Human Rights Watch zu Syrien: "Verbrechen gegen die Menschlichkeit"

In Syrien geht die Armee immer brutaler gegen die Opposition vor. Menschenrechtler fordern die Arabische Liga auf, den Druck auf das Assad-Regime zu erhöhen.

110 Interviews mit Menschen aus Homs hat Human Rights Watch geführt. Bild: dapd

KAIRO dpa | Menschenrechtler prangern das brutale Vorgehen des syrischen Regimes in der Protesthochburg Homs als "Verbrechen gegen die Menschlichkeit" an. Die Organisation Human Rights Watch (HRW) beklagte in einem am Freitag veröffentlichten Bericht vor allem die Brutalität der Sicherheitskräfte gegen Zivilisten. Dazu gehörten auch Folter und außergerichtliche Hinrichtungen. Die Arabische Liga wird aufgefordert, den Druck auf Syrien zu erhöhen.

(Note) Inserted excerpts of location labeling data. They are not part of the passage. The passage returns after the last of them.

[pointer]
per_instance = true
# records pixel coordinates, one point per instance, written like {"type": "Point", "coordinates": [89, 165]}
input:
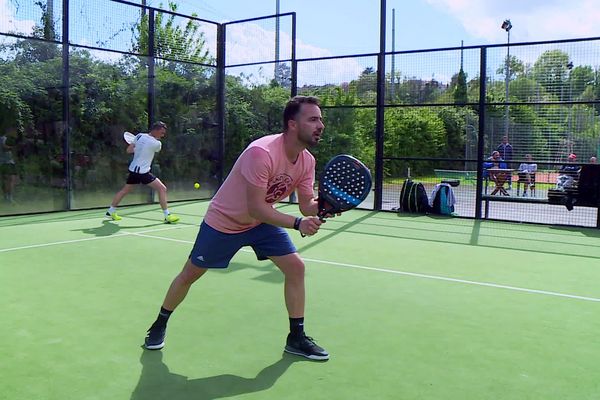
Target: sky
{"type": "Point", "coordinates": [344, 27]}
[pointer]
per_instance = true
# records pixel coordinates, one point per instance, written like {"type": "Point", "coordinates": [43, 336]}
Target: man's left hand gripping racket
{"type": "Point", "coordinates": [344, 184]}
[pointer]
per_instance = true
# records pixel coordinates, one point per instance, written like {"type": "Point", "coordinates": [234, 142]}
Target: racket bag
{"type": "Point", "coordinates": [413, 197]}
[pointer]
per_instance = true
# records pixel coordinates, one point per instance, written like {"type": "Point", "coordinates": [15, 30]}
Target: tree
{"type": "Point", "coordinates": [171, 41]}
{"type": "Point", "coordinates": [460, 90]}
{"type": "Point", "coordinates": [551, 71]}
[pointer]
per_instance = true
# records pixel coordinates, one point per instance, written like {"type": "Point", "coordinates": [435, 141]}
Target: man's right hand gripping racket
{"type": "Point", "coordinates": [344, 184]}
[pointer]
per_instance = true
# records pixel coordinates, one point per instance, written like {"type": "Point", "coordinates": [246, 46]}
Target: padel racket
{"type": "Point", "coordinates": [129, 137]}
{"type": "Point", "coordinates": [344, 184]}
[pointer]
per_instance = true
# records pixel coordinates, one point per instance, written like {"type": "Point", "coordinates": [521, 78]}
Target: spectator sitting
{"type": "Point", "coordinates": [527, 172]}
{"type": "Point", "coordinates": [568, 173]}
{"type": "Point", "coordinates": [493, 161]}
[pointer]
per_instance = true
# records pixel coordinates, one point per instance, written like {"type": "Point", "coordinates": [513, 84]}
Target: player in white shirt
{"type": "Point", "coordinates": [143, 148]}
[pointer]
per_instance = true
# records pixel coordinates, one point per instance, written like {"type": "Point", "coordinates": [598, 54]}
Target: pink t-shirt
{"type": "Point", "coordinates": [264, 164]}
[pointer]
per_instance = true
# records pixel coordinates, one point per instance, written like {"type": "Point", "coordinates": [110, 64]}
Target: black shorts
{"type": "Point", "coordinates": [8, 169]}
{"type": "Point", "coordinates": [135, 179]}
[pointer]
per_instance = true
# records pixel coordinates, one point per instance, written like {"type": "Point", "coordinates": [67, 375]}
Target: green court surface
{"type": "Point", "coordinates": [409, 307]}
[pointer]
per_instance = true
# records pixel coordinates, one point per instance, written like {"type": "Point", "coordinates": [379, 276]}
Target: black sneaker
{"type": "Point", "coordinates": [155, 339]}
{"type": "Point", "coordinates": [306, 347]}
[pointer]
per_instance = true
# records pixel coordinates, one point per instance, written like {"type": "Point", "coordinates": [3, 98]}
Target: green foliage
{"type": "Point", "coordinates": [460, 90]}
{"type": "Point", "coordinates": [171, 40]}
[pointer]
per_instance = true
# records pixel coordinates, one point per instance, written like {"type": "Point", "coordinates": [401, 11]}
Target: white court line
{"type": "Point", "coordinates": [336, 264]}
{"type": "Point", "coordinates": [32, 246]}
{"type": "Point", "coordinates": [417, 275]}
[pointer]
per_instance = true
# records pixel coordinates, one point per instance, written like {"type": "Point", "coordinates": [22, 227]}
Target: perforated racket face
{"type": "Point", "coordinates": [129, 137]}
{"type": "Point", "coordinates": [344, 184]}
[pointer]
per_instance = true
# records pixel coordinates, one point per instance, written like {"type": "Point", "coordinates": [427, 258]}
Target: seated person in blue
{"type": "Point", "coordinates": [493, 161]}
{"type": "Point", "coordinates": [568, 173]}
{"type": "Point", "coordinates": [527, 172]}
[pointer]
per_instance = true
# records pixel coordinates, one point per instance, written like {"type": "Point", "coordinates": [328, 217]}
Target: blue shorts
{"type": "Point", "coordinates": [135, 179]}
{"type": "Point", "coordinates": [214, 249]}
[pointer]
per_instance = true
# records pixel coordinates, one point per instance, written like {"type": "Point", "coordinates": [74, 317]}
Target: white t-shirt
{"type": "Point", "coordinates": [145, 147]}
{"type": "Point", "coordinates": [528, 168]}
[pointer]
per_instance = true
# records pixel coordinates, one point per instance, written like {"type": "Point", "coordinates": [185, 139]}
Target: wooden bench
{"type": "Point", "coordinates": [455, 174]}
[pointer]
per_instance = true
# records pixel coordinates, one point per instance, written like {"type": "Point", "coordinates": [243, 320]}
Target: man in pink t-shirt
{"type": "Point", "coordinates": [242, 214]}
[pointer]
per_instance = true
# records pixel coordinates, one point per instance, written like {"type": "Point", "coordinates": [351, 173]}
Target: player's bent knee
{"type": "Point", "coordinates": [190, 273]}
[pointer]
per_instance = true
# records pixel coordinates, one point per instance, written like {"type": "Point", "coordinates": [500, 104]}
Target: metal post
{"type": "Point", "coordinates": [151, 54]}
{"type": "Point", "coordinates": [393, 69]}
{"type": "Point", "coordinates": [506, 82]}
{"type": "Point", "coordinates": [380, 114]}
{"type": "Point", "coordinates": [277, 71]}
{"type": "Point", "coordinates": [294, 83]}
{"type": "Point", "coordinates": [66, 82]}
{"type": "Point", "coordinates": [507, 26]}
{"type": "Point", "coordinates": [221, 36]}
{"type": "Point", "coordinates": [480, 143]}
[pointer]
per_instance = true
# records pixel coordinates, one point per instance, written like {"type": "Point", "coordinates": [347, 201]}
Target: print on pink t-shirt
{"type": "Point", "coordinates": [264, 164]}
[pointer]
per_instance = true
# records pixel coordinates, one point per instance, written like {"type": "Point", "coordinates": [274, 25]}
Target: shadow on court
{"type": "Point", "coordinates": [157, 382]}
{"type": "Point", "coordinates": [110, 228]}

In dem 63 Seiten langen Bericht ist von mindestens 104 Toten allein in Homs seit dem 2. November die Rede. An diesem Stichtag hatte die syrische Regierung einem Friedensplan der Arabischen Liga zugestimmt und versprochen, das Blutvergießen zu beenden. Die für den Nahen Osten zuständige Direktorin, Sarah Leah Whitson, sagte, inzwischen sei die Stadt ein "Mikrokosmos der Brutalität" der syrischen Regierung geworden. Auch am Freitag wurden in der Provinz Homs nach Angaben der Opposition wieder drei Menschen von Regimekräften getötet.

Die Menschenrechtler rufen die Arabische Liga auf, die Mitgliedschaft Syriens in der Organisation ruhen zu lassen. Zudem sollten die arabischen Staaten den Sicherheitsrat der Vereinten Nationen darum bitten, Sanktionen gegen Verantwortliche für das Blutvergießen zu erlassen. Die Arabische Liga kommt wegen der jüngsten Eskalation am Samstag in Kairo zu einem Krisentreffen zusammen. Medienberichten zufolge gibt es aber eine heftige Kontroverse über den Umgang mit Syrien.

Grundlage für den HRW-Bericht mit dem Titel "We Live as in War" (Wir leben wie im Krieg) waren mehr als 110 Interviews mit Menschen aus der Stadt und der Provinz Homs. Die Menschenrechtler dokumentierten dabei Dutzende Übergriffe syrischer Sicherheitskräfte auf friedliche Demonstranten und Attacken auf Trauerfeiern.

Systematische Folter von Inhaftierten

So berichtete etwa eine Frau, die mit ihrem dreijährigen Sohn an einer Protestveranstaltung teilnahm, dass plötzlich zwei Autos mit getönten Fensterscheiben auftauchten und aus denen das Feuer eröffnet wurde. Die Milizen hätten auch auf Menschen geschossen, die sich zum Schutz vor den Kugeln auf den Boden geworfen hätten. Ein Geschoss habe ihren Sohn am Bauch verletzt, sagte die Frau.

Auch von systematischer Folter inhaftierter Oppositioneller ist die Rede. Seit Beginn der Proteste gegen die Regierung von Baschar al-Assad würden zudem mehrere Hundert Menschen vermisst, die nach einer Festnahme nie wieder aufgetaucht seien. Die Aussage der syrischen Führung, zum Opferfest Eid al-Adha, mehr als 500 Häftlinge entlassen zu haben, wird angezweifelt. Nach Angaben von Aktivisten kam keiner aus ihren Reihen frei.

Nach Erkenntnissen der Menschenrechtler waren die Demonstranten bei den meisten Angriffen unbewaffnet. Feuergefechte gibt es aber wohl hin und wieder zwischen Regierungstruppen und Überläufern aus der syrischen Armee. In einigen Stadtteilen von Homs hätten sich zudem Bewohner bewaffnet, meist mit Schusswaffen, in manchen Fällen aber auch mit Panzerfäusten.

Die staatliche syrische Nachrichtenagentur Sana präsentierte derweil ein ganz anderes Bild von Homs. Das Leben sei normal, heißt es hier. Es gebe keine Lebensmittel- oder Wasserknappheit, die Läden hätten geöffnet und auch das Telefonnetz funktioniere großteils. Vereinzelte Störungen gehen diesem Bericht zufolge auf terroristische "Sabotageakte" zurück.

Von unabhängiger Seite lassen sich die Berichte kaum bestätigen, da das syrische Regime praktisch keine ausländischen Beobachter oder Journalisten ins Land lässt.